[RESOLVED] Issue running FSLBedpostxGPU

amber.howell · December 18, 2020, 7:14pm

Description:

I am attempting to run the FLS bedpostx command on the HCP-unrelated sample. However, when I run the command using qunexcontainer the slurm job fails but doesn’t report an error. When I run it without the container there seems to be an issue with read dicom. Qunex command calls and outputs are listed below.

Call:
All calls were run from : /gpfs/project/fas/n3/Studies/Connectome/processing/logs

sourceQunex
qunexContainer FSLBedpostxGPU \
--sessionsfolder="/gpfs/project/fas/n3/Studies/Connectome/subjects" \
--sessions="101410, 102008, 102109, 102614" \
--fibers='3' \
--burnin='3000' \
--model='3' \
--overwrite="no" \
--cores=4 \
--scheduler="SLURM,time=1-00:00:00,ntasks=4,cpus-per-task=1,mem-per-cpu=20000,partition=pi_anticevic_gpu" \
--container="/gpfs/project/fas/n3/software/Singularity/qunex_suite-latest.sif"

And I also tried:

sshgpu
sourceQunex

qunex FSLBedpostxGPU \
--sessionsfolder="/gpfs/project/fas/n3/Studies/Connectome/subjects" \
--sessions="101410, 102008, 102109, 102614" \
--fibers='3' \
--burnin='3000' \
--model='3' \
--overwrite="no" \
--cores=4 \
--scheduler="SLURM,time=1-00:00:00,ntasks=4,cpus-per-task=1,mem-per-cpu=20000,partition=pi_anticevic_gpu"

Logs:
Runlogs and comlogs are not being generated.

Example slurm output when running qunexContainer call:

/gpfs/project/fas/n3/Studies/Connectome/processing/logs/slurm-9081999.out

Terminal output when not using the container:

     ........................ Running Qu|Nex v0.62.6 ........................ 

Traceback (most recent call last):
  File "/gpfs/project/fas/n3/software/qunex/niutilities/gmri", line 4, in <module>
    import niutilities as niu
  File "/gpfs/loomis/pi/n3/software/qunex/niutilities/niutilities/__init__.py", line 2, in <module>
    import g_dicom
  File "/gpfs/loomis/pi/n3/software/qunex/niutilities/niutilities/g_dicom.py", line 46, in <module>
    import dicom.filereader as dfr
ImportError: No module named dicom.filereader

** For an example of how to report an issue, please refer to this post.

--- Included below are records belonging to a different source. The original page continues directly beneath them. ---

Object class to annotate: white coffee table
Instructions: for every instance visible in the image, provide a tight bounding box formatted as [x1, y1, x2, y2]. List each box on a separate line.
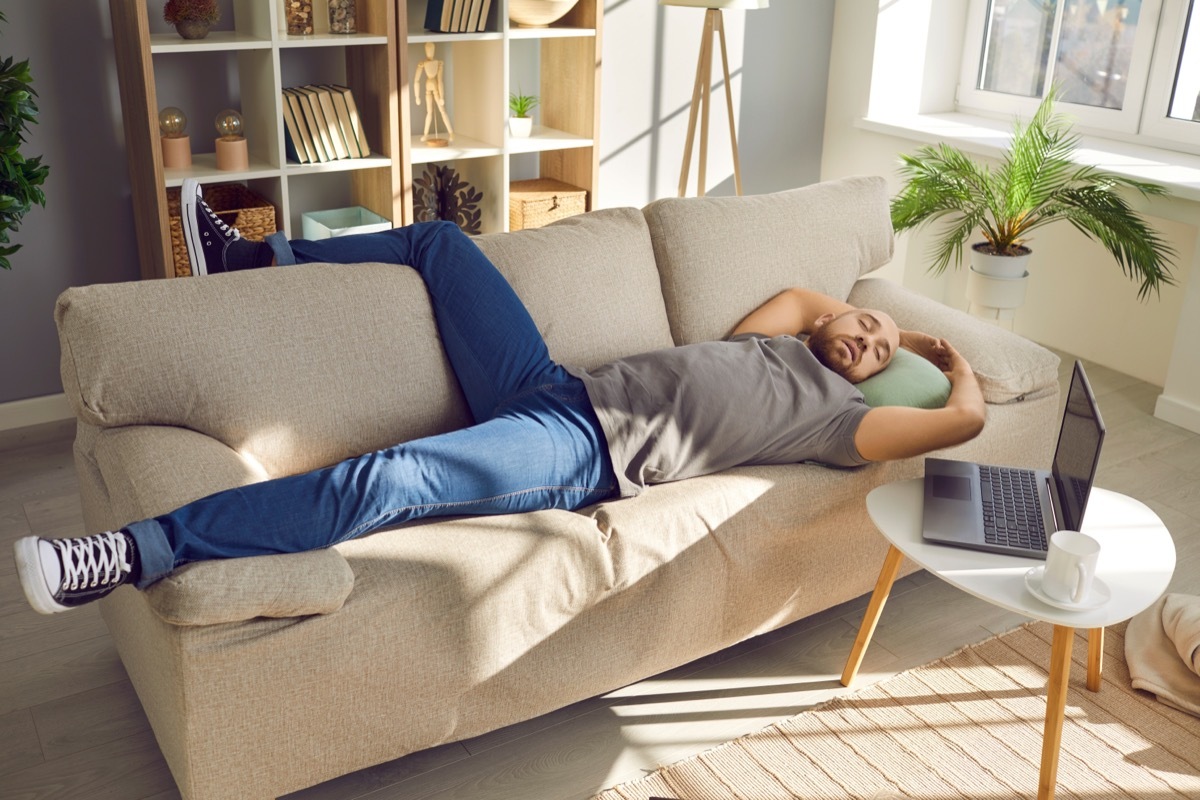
[841, 477, 1175, 800]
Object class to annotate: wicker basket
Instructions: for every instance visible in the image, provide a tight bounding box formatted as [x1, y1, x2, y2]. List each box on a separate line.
[167, 184, 277, 277]
[509, 178, 588, 230]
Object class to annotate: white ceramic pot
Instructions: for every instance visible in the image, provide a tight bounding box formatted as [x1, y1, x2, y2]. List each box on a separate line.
[509, 0, 580, 28]
[971, 242, 1033, 278]
[509, 116, 533, 139]
[967, 266, 1030, 311]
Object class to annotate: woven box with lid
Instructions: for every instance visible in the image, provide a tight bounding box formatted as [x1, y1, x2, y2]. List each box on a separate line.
[509, 178, 588, 230]
[167, 184, 277, 277]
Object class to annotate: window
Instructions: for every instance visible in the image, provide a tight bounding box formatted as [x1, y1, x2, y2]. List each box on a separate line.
[958, 0, 1200, 152]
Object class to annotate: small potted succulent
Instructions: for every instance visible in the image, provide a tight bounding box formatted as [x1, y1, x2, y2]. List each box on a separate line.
[509, 91, 538, 138]
[162, 0, 221, 38]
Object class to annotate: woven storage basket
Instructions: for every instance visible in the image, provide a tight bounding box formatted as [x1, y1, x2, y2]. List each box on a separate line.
[167, 184, 276, 278]
[509, 178, 588, 230]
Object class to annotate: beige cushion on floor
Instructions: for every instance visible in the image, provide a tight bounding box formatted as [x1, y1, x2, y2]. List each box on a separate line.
[145, 549, 354, 625]
[643, 178, 893, 344]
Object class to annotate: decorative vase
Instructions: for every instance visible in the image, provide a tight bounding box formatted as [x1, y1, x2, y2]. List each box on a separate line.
[509, 116, 533, 139]
[284, 0, 312, 36]
[175, 19, 211, 38]
[509, 0, 580, 28]
[971, 242, 1033, 278]
[329, 0, 358, 34]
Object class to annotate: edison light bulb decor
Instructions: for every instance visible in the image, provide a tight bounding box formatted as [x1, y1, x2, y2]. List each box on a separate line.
[216, 108, 241, 139]
[158, 106, 187, 139]
[215, 108, 250, 169]
[158, 106, 192, 169]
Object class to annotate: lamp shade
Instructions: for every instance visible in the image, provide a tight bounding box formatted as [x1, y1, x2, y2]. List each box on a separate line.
[659, 0, 770, 11]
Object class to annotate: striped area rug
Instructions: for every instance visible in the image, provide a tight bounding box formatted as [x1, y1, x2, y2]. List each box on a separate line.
[598, 622, 1200, 800]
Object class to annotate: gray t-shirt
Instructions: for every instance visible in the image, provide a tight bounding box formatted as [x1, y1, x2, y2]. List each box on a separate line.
[571, 333, 869, 497]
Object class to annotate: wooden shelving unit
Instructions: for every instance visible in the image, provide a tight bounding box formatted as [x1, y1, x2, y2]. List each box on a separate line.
[109, 0, 403, 278]
[397, 0, 604, 233]
[109, 0, 604, 278]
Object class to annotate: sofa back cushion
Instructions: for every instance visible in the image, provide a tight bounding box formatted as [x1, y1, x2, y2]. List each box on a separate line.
[475, 209, 672, 367]
[55, 209, 671, 476]
[643, 178, 893, 344]
[55, 264, 469, 476]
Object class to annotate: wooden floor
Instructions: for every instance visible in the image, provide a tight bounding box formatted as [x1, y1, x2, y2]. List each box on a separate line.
[0, 360, 1200, 800]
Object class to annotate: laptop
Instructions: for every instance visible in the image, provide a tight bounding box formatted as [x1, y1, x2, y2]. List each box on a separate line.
[923, 361, 1104, 559]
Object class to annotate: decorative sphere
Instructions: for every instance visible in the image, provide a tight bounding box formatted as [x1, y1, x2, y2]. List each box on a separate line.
[158, 106, 187, 139]
[216, 108, 241, 139]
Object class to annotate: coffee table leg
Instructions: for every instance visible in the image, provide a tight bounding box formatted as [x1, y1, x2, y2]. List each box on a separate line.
[841, 545, 904, 686]
[1087, 627, 1104, 692]
[1038, 625, 1075, 800]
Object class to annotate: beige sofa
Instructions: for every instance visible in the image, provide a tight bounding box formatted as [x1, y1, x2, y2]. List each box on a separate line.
[56, 179, 1058, 800]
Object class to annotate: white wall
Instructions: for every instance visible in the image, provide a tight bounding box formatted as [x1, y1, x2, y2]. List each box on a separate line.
[821, 0, 1200, 409]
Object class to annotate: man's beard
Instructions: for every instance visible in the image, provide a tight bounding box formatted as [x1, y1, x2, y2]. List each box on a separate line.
[808, 327, 853, 383]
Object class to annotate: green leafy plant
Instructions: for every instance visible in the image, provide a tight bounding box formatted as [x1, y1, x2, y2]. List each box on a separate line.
[892, 91, 1175, 300]
[0, 13, 50, 270]
[509, 92, 538, 118]
[162, 0, 221, 25]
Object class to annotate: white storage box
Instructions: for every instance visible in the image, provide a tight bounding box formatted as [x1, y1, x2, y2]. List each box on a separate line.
[300, 205, 391, 239]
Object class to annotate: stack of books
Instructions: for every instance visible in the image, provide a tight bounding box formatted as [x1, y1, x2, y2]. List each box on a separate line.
[283, 84, 371, 164]
[425, 0, 492, 34]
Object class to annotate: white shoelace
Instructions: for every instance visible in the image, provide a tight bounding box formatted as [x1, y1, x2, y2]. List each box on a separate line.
[52, 531, 133, 590]
[204, 204, 241, 240]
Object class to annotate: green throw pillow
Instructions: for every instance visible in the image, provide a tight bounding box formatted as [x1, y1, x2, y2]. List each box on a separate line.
[858, 349, 950, 408]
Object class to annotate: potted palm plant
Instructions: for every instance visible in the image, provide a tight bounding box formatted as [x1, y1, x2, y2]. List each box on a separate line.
[890, 91, 1175, 307]
[0, 13, 50, 270]
[509, 91, 538, 137]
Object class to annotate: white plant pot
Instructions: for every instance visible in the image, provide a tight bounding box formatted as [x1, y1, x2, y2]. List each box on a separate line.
[971, 242, 1033, 278]
[967, 266, 1030, 311]
[509, 116, 533, 139]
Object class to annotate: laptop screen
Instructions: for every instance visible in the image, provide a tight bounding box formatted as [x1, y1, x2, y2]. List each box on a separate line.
[1051, 361, 1104, 530]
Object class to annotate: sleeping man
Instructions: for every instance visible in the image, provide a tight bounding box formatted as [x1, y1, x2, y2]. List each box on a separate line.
[16, 181, 984, 614]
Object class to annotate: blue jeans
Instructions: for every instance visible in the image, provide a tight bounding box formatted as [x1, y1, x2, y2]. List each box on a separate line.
[125, 222, 617, 589]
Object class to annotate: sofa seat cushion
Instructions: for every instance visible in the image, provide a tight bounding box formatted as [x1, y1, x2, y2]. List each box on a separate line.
[643, 178, 893, 344]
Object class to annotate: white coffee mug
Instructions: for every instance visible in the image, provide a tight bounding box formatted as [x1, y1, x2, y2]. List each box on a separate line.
[1042, 530, 1100, 603]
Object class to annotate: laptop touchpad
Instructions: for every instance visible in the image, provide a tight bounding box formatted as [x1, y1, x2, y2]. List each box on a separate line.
[932, 475, 971, 500]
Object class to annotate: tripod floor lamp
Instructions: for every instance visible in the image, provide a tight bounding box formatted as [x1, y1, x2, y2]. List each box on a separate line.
[659, 0, 770, 197]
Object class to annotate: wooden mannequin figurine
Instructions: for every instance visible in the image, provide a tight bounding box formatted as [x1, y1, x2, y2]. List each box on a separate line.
[413, 42, 454, 148]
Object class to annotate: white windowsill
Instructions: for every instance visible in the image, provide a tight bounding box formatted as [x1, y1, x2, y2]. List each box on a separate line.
[858, 112, 1200, 203]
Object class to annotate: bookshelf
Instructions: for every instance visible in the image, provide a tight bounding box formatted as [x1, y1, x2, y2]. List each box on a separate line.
[109, 0, 404, 278]
[397, 0, 604, 233]
[109, 0, 604, 278]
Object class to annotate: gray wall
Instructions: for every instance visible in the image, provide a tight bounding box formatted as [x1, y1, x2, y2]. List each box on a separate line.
[0, 0, 834, 403]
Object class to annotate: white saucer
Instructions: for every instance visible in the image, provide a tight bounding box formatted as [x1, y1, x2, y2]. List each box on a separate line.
[1025, 566, 1112, 612]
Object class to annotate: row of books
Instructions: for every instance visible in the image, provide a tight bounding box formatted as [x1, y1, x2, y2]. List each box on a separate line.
[425, 0, 492, 34]
[283, 84, 371, 164]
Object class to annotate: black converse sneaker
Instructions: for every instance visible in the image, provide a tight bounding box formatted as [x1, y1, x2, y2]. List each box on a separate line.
[14, 530, 134, 614]
[180, 178, 274, 276]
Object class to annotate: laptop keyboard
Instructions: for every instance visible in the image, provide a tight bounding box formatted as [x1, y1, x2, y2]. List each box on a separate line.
[979, 467, 1046, 551]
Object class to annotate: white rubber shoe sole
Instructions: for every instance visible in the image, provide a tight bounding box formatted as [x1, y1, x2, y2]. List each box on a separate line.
[13, 536, 71, 614]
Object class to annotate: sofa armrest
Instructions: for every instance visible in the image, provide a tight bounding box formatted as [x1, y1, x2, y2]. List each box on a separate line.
[94, 426, 354, 625]
[848, 278, 1061, 403]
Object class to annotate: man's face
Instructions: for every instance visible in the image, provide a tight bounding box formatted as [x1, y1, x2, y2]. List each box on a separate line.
[808, 308, 900, 384]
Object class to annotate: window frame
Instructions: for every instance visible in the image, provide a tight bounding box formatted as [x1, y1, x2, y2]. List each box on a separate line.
[955, 0, 1200, 154]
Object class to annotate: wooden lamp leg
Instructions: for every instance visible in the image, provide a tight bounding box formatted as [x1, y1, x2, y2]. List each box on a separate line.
[1038, 625, 1075, 800]
[841, 545, 904, 686]
[716, 11, 742, 197]
[679, 10, 713, 197]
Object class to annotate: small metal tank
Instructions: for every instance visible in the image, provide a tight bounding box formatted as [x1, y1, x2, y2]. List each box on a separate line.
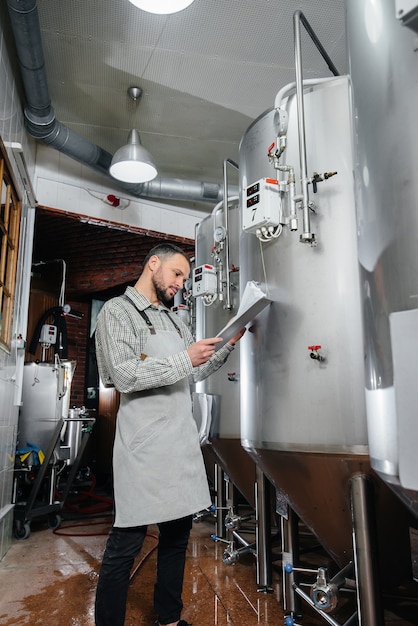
[193, 198, 256, 507]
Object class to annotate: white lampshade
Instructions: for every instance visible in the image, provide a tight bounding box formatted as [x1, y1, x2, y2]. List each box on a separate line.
[109, 129, 158, 183]
[129, 0, 194, 15]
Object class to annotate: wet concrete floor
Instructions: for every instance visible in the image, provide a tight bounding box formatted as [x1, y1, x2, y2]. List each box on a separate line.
[0, 517, 418, 626]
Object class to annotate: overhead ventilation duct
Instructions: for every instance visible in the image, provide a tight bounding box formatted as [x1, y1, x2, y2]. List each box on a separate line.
[7, 0, 236, 203]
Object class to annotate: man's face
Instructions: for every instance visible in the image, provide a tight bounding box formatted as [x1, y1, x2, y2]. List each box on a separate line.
[152, 254, 190, 307]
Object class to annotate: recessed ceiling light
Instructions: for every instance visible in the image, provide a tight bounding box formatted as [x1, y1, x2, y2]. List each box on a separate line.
[129, 0, 194, 15]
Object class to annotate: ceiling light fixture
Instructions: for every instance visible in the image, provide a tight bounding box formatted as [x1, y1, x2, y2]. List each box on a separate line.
[109, 87, 158, 183]
[129, 0, 194, 15]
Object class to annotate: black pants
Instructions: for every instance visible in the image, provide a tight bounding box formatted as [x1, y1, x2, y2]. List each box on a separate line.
[95, 515, 192, 626]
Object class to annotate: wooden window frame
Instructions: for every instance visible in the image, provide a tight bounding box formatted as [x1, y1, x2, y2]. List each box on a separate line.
[0, 140, 22, 352]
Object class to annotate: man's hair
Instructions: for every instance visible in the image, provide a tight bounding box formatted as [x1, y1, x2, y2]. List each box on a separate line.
[142, 243, 190, 270]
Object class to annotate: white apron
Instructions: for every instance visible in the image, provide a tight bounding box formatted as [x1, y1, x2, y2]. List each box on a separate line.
[113, 314, 211, 527]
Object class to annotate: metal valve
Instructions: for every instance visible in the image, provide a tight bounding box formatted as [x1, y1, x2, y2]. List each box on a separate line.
[222, 542, 240, 565]
[311, 567, 338, 613]
[308, 346, 325, 362]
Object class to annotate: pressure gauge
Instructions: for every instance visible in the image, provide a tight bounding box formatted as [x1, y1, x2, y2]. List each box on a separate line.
[213, 226, 226, 243]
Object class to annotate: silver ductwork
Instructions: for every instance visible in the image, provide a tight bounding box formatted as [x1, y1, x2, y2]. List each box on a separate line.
[7, 0, 237, 203]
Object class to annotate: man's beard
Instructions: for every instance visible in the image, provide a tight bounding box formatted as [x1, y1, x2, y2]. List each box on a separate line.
[152, 274, 174, 309]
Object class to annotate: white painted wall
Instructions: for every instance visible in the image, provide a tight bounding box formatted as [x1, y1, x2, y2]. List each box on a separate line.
[35, 144, 206, 239]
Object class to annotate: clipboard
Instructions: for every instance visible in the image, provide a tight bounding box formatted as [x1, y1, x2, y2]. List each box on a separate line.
[216, 281, 272, 349]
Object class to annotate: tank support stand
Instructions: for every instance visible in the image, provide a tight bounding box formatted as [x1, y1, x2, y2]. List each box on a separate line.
[351, 475, 384, 626]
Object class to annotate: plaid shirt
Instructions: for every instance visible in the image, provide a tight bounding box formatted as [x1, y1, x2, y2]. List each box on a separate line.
[96, 287, 233, 393]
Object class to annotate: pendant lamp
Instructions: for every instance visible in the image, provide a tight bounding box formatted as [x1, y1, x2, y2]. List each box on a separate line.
[109, 87, 158, 183]
[129, 0, 194, 15]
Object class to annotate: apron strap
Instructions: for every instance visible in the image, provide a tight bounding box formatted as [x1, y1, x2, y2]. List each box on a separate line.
[163, 309, 183, 338]
[123, 294, 183, 338]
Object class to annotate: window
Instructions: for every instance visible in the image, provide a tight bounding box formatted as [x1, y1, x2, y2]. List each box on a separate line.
[0, 142, 21, 350]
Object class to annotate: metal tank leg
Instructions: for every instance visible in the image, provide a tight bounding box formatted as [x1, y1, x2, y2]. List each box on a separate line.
[215, 463, 226, 539]
[351, 475, 384, 626]
[281, 506, 300, 615]
[255, 467, 272, 592]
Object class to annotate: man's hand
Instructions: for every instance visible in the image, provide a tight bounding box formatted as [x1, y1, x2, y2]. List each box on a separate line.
[187, 337, 222, 367]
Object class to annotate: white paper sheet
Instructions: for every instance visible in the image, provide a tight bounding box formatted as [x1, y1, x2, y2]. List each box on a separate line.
[216, 281, 271, 349]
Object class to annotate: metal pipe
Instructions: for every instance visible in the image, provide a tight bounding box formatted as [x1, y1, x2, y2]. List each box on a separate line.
[281, 506, 299, 613]
[351, 474, 384, 626]
[223, 159, 238, 311]
[7, 0, 237, 202]
[293, 11, 315, 243]
[293, 11, 339, 243]
[255, 466, 272, 590]
[215, 463, 226, 539]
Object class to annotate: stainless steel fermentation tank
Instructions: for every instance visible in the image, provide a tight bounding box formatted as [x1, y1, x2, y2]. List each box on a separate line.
[194, 198, 256, 507]
[18, 359, 77, 462]
[239, 68, 418, 596]
[347, 0, 418, 516]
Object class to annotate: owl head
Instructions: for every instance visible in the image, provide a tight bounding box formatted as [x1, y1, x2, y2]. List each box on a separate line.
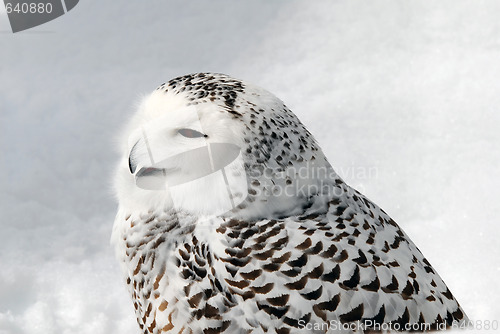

aleksij.kraljic · December 22, 2020, 1:21pm

Hi Amber, we will assign a developer to this issue and will let you know as soon as we have a solution.

demsarjure · December 27, 2020, 12:23pm

Hi Amber,

when using qunexContainer and a Singularity container (.sif file) to execute commands that require GPU (CUDA) you need to specify the --nv flag. See the CUDA/GPU processing part in oriadev / qunex / wiki / UsageDocs / RunningQunexContainer — Bitbucket. The reason is that the system needs to give access to container to GPU libraries and drivers. So your call should look like this:

qunexContainer DWIFSLbedpostxGPU \
--sessionsfolder="/gpfs/project/fas/n3/Studies/Connectome/subjects" \
--sessions="101410, 102008, 102109, 102614" \
--fibers='3' \
--burnin='3000' \
--model='3' \
--overwrite="no" \
--parsessions=4 \
--scheduler="SLURM,time=1-00:00:00,ntasks=4,cpus-per-task=1,mem-per-cpu=20000,partition=pi_anticevic_gpu" \
--container="/gpfs/project/fas/n3/software/Singularity/qunex_suite-latest.sif"

I also made two small changes, FSLBedpostxGPU is now known as DWIFSLbedpostxGPU (note here that this will change again in the nearby future when we will make command naming format consistent across the whole suite). I also changed cores parameter to parsessions (which is the new name). Using old/deprecated names would also work, but you would see some warnings.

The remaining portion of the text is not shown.